You can indeed define and create your own processor… if you have a million or so US dollars, can pay a hardware engineer or five to design the thing for you, and the patience to wait six to twelve months for the first devices to roll off the fabrication lines. This situation is not ideal, but it works well if you have a large enough market business case to support the effort. These things are called ASICs, Application Specific Integrated Circuits. You could say a microprocessor is a general purpose, programmable ASIC.
There exists another custom processor solution these days. Cue the entrance of a device called an FPGA. (Which stands for Field Programmable Gate Array, and tells you nothing about what it does.) FPGAs have been around for a very long time, but until recently only hardware engineers could use them. To be fair, until recently these FPGAs were not large enough to be interesting to application software developers.

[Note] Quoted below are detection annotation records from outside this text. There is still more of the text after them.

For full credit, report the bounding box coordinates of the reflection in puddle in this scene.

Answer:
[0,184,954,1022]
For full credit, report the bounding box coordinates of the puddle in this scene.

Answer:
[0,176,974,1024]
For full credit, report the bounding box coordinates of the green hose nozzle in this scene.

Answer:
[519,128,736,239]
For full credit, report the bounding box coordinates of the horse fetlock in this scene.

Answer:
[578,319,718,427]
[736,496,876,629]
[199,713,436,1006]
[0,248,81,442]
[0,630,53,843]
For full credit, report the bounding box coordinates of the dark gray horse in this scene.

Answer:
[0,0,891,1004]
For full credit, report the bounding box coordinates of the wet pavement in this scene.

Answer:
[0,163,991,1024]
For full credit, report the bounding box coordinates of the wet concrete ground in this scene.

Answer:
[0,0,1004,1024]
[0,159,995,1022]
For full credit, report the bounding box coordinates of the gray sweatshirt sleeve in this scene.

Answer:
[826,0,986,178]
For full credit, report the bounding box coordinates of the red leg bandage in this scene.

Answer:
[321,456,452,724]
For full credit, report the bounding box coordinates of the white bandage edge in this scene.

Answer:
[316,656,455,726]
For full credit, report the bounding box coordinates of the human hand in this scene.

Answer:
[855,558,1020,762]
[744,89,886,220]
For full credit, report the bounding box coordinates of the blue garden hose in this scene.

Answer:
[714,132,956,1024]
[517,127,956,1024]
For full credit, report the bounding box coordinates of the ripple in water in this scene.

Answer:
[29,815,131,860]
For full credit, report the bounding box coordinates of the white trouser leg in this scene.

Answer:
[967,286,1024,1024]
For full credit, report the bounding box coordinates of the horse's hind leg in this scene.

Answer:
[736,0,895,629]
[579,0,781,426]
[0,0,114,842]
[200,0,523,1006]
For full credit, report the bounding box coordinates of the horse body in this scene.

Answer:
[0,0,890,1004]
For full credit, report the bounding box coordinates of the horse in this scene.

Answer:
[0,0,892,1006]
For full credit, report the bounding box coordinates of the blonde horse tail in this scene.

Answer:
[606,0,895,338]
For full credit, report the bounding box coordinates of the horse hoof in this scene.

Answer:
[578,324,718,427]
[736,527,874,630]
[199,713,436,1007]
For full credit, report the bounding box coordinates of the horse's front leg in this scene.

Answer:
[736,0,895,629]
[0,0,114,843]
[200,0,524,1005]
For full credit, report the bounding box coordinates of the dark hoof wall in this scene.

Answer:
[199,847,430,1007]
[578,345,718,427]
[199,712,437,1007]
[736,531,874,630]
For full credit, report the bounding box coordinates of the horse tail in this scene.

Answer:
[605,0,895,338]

What are these FPGAs to software people? They are essentially a blank piece of paper that can be configured and re-configured with “hardware” created using software languages instead of hardware languages. The good news is that you can create a set of functional units exactly tuned to your program’s needs. The bad news is that you can create a set of functional units exactly tuned to your program’s needs. Seriously. You have the complete freedom to create whatever kind of processing you want, so the problem then becomes “what do you want?”. That is a bit of a problem to solve these days, as programmers are used to dealing with a fixed number of functional units in a microprocessor. Complete freedom to create whatever is sometimes unnerving. At the same time, there are two major concepts to make life simpler and reasonably sane for the application programmer.

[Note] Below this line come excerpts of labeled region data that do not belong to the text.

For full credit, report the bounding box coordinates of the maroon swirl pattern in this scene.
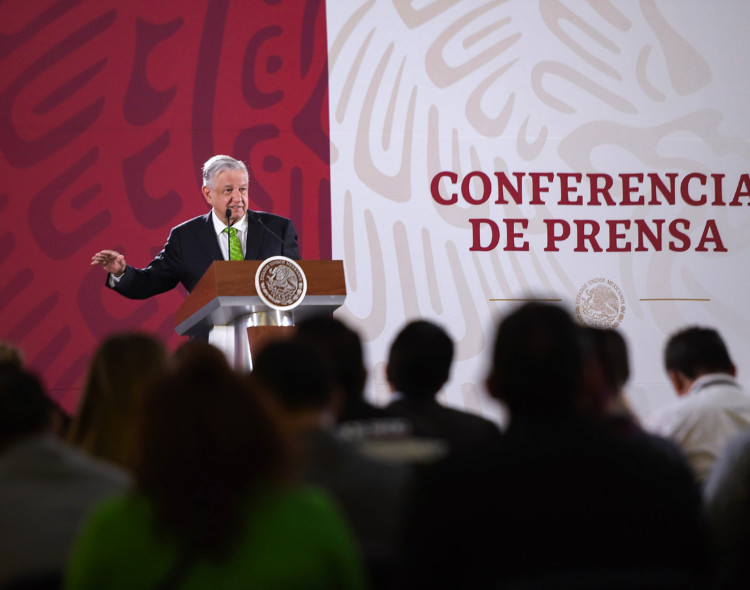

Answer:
[0,0,331,410]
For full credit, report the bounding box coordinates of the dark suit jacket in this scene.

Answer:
[107,211,299,299]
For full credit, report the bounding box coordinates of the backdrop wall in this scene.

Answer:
[327,0,750,426]
[0,0,331,409]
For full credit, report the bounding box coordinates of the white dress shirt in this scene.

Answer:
[211,210,247,260]
[645,373,750,481]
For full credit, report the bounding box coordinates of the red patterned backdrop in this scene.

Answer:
[0,0,331,410]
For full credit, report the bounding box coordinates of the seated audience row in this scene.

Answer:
[0,310,750,590]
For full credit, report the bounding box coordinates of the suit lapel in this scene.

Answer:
[200,211,224,260]
[245,213,266,260]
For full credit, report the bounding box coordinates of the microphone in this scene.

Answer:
[247,209,286,252]
[226,207,232,260]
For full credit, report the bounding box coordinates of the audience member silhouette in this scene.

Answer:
[252,333,409,588]
[66,343,364,590]
[581,327,700,465]
[68,333,168,471]
[646,327,750,482]
[297,316,411,443]
[704,430,750,590]
[386,320,500,452]
[404,303,710,589]
[0,363,130,588]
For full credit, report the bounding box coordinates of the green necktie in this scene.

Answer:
[224,227,245,260]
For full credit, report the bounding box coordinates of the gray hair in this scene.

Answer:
[203,155,250,186]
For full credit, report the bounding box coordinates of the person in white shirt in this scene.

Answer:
[646,327,750,482]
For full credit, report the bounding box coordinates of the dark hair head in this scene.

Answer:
[135,343,287,559]
[664,327,734,380]
[583,327,630,392]
[68,332,169,469]
[0,363,54,447]
[252,338,333,412]
[297,316,367,400]
[386,320,453,399]
[488,303,583,414]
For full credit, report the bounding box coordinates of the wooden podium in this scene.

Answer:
[175,260,346,371]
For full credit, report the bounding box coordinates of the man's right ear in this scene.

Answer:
[484,372,503,401]
[201,184,214,207]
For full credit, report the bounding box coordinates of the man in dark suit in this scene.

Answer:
[91,155,299,299]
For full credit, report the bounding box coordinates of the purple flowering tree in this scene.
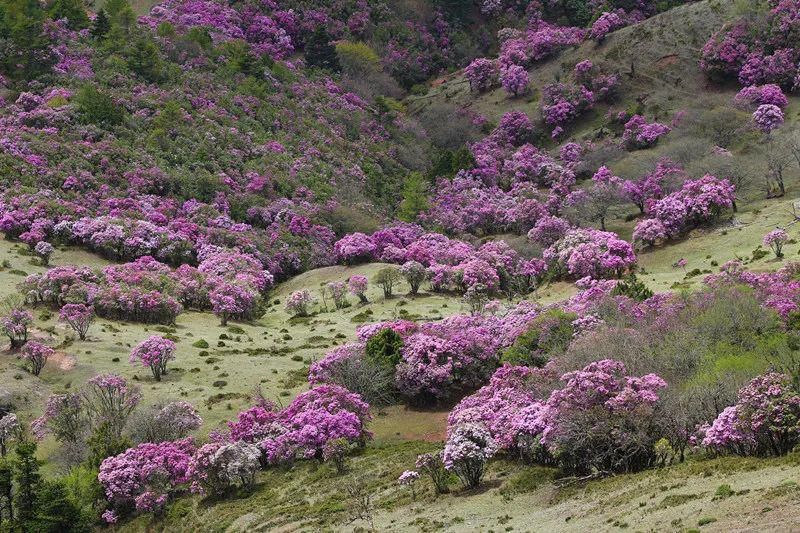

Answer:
[130,335,175,381]
[59,304,94,340]
[0,309,33,350]
[22,341,55,376]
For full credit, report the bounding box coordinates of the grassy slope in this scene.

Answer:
[0,2,800,531]
[114,442,800,532]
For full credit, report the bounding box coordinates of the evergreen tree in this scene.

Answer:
[128,38,163,82]
[306,26,341,72]
[14,441,41,523]
[35,480,86,533]
[49,0,89,30]
[104,0,136,31]
[0,0,54,80]
[75,85,125,125]
[397,172,428,222]
[86,422,131,467]
[0,458,14,522]
[92,9,111,39]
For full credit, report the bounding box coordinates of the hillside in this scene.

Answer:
[0,0,800,533]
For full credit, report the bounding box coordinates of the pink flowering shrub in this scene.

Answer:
[130,335,175,381]
[589,11,626,41]
[702,372,800,455]
[442,424,497,488]
[514,359,667,475]
[544,228,636,279]
[0,309,33,349]
[284,289,316,317]
[733,83,789,109]
[500,65,531,96]
[704,261,800,320]
[753,104,784,134]
[58,304,94,340]
[528,216,571,247]
[464,58,498,93]
[186,440,261,495]
[33,241,56,266]
[97,438,195,514]
[622,159,683,214]
[347,275,369,304]
[634,175,736,242]
[31,393,88,445]
[0,413,19,457]
[22,341,55,376]
[622,115,671,149]
[447,364,538,450]
[333,233,376,265]
[762,228,789,259]
[81,374,142,436]
[700,4,800,88]
[208,283,259,326]
[633,218,668,247]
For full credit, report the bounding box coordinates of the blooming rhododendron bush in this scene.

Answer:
[0,0,800,520]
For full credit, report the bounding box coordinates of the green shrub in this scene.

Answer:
[75,85,125,126]
[365,328,403,368]
[500,309,577,367]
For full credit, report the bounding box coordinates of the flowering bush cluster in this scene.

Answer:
[0,309,33,349]
[227,385,371,463]
[464,58,499,93]
[21,248,273,326]
[544,228,636,279]
[622,115,670,149]
[589,10,626,41]
[705,261,800,320]
[633,175,736,244]
[540,62,619,139]
[753,104,784,134]
[285,289,315,317]
[22,341,55,376]
[762,228,789,258]
[130,335,175,381]
[701,372,800,455]
[97,438,195,515]
[733,83,789,109]
[58,304,94,340]
[700,0,800,89]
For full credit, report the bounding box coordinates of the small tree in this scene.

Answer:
[763,228,789,259]
[397,172,428,222]
[91,9,111,39]
[305,26,341,72]
[347,276,369,304]
[400,261,426,294]
[36,479,88,533]
[322,438,350,475]
[464,283,489,315]
[285,289,314,317]
[416,452,450,494]
[0,413,19,456]
[442,424,497,489]
[0,457,14,522]
[372,267,402,298]
[33,241,56,266]
[130,335,175,381]
[58,304,94,341]
[326,281,350,309]
[14,441,42,523]
[0,309,33,350]
[364,328,403,369]
[22,341,55,376]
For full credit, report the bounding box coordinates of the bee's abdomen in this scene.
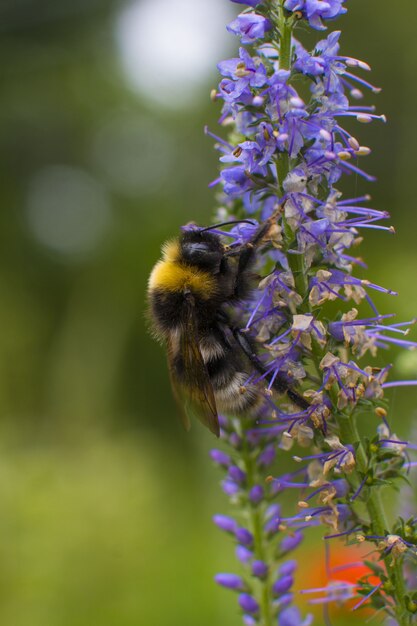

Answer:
[200,335,261,414]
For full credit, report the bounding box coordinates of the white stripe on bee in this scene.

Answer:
[199,335,226,363]
[214,372,256,410]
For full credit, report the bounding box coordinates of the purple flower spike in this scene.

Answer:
[272,575,294,596]
[227,13,271,44]
[222,478,240,496]
[213,515,238,534]
[281,530,304,552]
[257,444,277,467]
[278,606,313,626]
[279,559,297,576]
[229,465,246,484]
[210,449,232,467]
[206,0,408,626]
[235,528,253,547]
[214,574,247,591]
[236,545,253,563]
[239,593,259,614]
[252,561,268,578]
[249,485,265,504]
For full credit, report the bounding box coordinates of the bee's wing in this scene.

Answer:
[168,303,220,437]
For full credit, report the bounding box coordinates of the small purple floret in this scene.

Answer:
[235,528,253,547]
[252,560,268,578]
[214,574,246,591]
[213,515,238,534]
[249,485,265,504]
[239,593,259,613]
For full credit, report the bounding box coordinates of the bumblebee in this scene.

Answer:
[148,214,309,437]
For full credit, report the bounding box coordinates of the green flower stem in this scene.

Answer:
[287,238,411,626]
[237,422,274,626]
[276,5,294,195]
[335,413,411,626]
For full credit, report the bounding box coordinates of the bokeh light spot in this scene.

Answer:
[116,0,233,108]
[27,165,111,255]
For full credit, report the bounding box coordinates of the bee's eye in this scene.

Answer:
[183,241,211,260]
[182,241,222,269]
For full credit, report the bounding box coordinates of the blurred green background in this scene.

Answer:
[0,0,417,626]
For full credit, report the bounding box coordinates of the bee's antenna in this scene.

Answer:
[200,220,257,233]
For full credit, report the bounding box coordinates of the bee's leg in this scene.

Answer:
[231,328,310,410]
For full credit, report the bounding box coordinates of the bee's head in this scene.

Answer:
[180,229,224,272]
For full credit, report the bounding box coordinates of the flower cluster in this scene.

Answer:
[207,0,417,626]
[211,417,311,626]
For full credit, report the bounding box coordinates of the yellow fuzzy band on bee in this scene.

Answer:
[149,261,216,300]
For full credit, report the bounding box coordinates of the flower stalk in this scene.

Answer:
[209,0,417,626]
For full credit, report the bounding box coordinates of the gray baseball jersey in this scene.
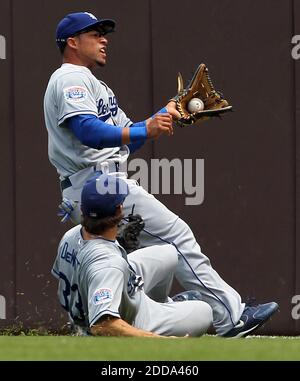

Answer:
[52,225,212,336]
[44,64,132,178]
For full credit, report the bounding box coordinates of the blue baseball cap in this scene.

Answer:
[81,172,129,218]
[56,12,116,44]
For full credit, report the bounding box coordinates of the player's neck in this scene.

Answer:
[82,226,118,241]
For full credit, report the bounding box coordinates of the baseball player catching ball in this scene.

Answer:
[52,172,212,337]
[44,12,278,337]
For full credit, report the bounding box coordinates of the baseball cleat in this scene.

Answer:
[222,302,279,338]
[172,290,202,302]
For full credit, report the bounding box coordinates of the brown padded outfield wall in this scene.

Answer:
[0,0,300,335]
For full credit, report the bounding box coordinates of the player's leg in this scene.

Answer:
[128,245,178,303]
[134,295,213,337]
[124,182,244,335]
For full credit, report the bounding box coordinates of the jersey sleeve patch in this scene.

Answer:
[63,86,88,103]
[93,288,113,306]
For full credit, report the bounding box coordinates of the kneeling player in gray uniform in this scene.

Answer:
[52,173,213,337]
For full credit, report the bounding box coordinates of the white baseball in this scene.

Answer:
[188,98,204,112]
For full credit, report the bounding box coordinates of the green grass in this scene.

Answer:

The first is the concept of data flow. Instead of microprocessor program instructions acting upon data and shuttling data around, imagine your data simply flows simultaneously through all of the functional blocks you create. Are you starting to why these FPGA devices might be useful for application performance? Not only is your FPGA based custom processor 100% dedicated to your application, you’re getting a tremendous amount of parallel (simultaneous) processing by not needing to schedule execution around a limited set of functional units.

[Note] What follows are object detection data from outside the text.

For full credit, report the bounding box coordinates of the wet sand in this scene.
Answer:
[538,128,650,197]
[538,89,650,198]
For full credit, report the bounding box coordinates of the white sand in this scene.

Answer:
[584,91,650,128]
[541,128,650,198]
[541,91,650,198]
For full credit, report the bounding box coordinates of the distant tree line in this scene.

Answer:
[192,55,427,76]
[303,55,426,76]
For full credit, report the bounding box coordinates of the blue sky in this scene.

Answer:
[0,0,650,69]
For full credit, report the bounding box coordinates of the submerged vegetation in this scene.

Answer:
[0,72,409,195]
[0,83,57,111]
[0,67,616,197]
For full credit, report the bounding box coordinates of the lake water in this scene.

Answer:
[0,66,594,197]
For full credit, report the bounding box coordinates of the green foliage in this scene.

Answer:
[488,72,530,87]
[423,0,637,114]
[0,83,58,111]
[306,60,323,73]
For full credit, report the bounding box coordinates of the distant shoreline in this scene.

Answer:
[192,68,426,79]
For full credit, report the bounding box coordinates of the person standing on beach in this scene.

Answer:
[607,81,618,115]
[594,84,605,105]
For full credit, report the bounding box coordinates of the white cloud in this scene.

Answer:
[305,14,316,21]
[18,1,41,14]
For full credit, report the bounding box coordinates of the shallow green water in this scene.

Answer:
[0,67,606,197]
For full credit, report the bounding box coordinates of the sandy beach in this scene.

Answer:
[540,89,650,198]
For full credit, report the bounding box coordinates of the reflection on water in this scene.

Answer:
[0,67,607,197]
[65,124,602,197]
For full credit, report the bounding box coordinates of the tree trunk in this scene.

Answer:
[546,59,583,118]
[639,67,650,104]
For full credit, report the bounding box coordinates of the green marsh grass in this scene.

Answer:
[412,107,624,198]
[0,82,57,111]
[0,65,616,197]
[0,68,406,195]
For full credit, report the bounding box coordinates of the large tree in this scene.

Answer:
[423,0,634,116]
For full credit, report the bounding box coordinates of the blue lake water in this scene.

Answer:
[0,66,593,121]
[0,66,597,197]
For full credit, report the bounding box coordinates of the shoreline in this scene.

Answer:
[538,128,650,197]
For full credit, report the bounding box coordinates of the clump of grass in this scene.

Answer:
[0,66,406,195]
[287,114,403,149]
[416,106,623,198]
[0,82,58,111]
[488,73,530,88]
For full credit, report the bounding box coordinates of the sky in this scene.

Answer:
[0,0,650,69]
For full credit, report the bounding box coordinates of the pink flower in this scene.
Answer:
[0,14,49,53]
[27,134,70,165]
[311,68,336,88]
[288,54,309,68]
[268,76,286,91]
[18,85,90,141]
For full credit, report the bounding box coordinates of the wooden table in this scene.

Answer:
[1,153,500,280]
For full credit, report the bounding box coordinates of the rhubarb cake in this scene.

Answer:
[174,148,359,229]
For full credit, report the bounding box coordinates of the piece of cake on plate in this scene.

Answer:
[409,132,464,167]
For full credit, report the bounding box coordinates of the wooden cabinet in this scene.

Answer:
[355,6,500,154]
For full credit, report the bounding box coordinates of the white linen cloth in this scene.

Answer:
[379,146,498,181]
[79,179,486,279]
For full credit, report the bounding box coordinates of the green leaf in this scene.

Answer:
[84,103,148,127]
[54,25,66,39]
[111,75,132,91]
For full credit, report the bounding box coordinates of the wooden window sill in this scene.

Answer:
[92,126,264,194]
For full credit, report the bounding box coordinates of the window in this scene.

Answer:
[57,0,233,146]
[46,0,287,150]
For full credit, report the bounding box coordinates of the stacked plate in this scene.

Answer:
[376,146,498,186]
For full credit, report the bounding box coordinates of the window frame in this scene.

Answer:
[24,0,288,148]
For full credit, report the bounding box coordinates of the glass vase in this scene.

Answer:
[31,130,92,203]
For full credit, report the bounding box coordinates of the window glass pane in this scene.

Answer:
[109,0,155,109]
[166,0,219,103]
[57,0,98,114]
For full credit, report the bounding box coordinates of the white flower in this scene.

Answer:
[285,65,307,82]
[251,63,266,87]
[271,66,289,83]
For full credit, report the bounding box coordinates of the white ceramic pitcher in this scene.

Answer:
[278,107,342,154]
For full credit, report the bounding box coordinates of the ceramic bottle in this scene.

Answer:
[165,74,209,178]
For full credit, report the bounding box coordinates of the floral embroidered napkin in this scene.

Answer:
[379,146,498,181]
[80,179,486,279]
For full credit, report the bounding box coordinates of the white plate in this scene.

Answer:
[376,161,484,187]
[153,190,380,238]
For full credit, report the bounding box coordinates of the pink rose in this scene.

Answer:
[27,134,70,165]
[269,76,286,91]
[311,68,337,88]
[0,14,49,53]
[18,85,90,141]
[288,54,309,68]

The second concept is the astonishing power of modern compilers. A compiler is software that turns software programming language statements into something useful in the computer world. In the case of an FPGA, a compiler turns a program into hardware functional units which are then laid down (“programmed”) upon the blank page FPGA.
Why bother with an FPGA? Well, microprocessor performance has hit a brick wall. The microprocessor clock rate (instruction execution rate) can not be cranked up any higher without the device melting down from waste heat. On the other hand, FPGA based applications run at one-tenth the clock rate of a microprocessor, which leads to much less waste heat and much less power consumption. Even at one-tenth the clock rate, applications on an FPGA may run five times to a hundred-plus times faster than the equivalent microprocessor application. Ok, you knew the bad news was coming. Due to numerous factors, not all applications on an FPGA will outperform their microprocessor equivalent. I may go into some of these factors in a later post. In the mean-time, remember that sometimes an FPGA is sometimes an application accelerator, sometimes it is an application decelerator.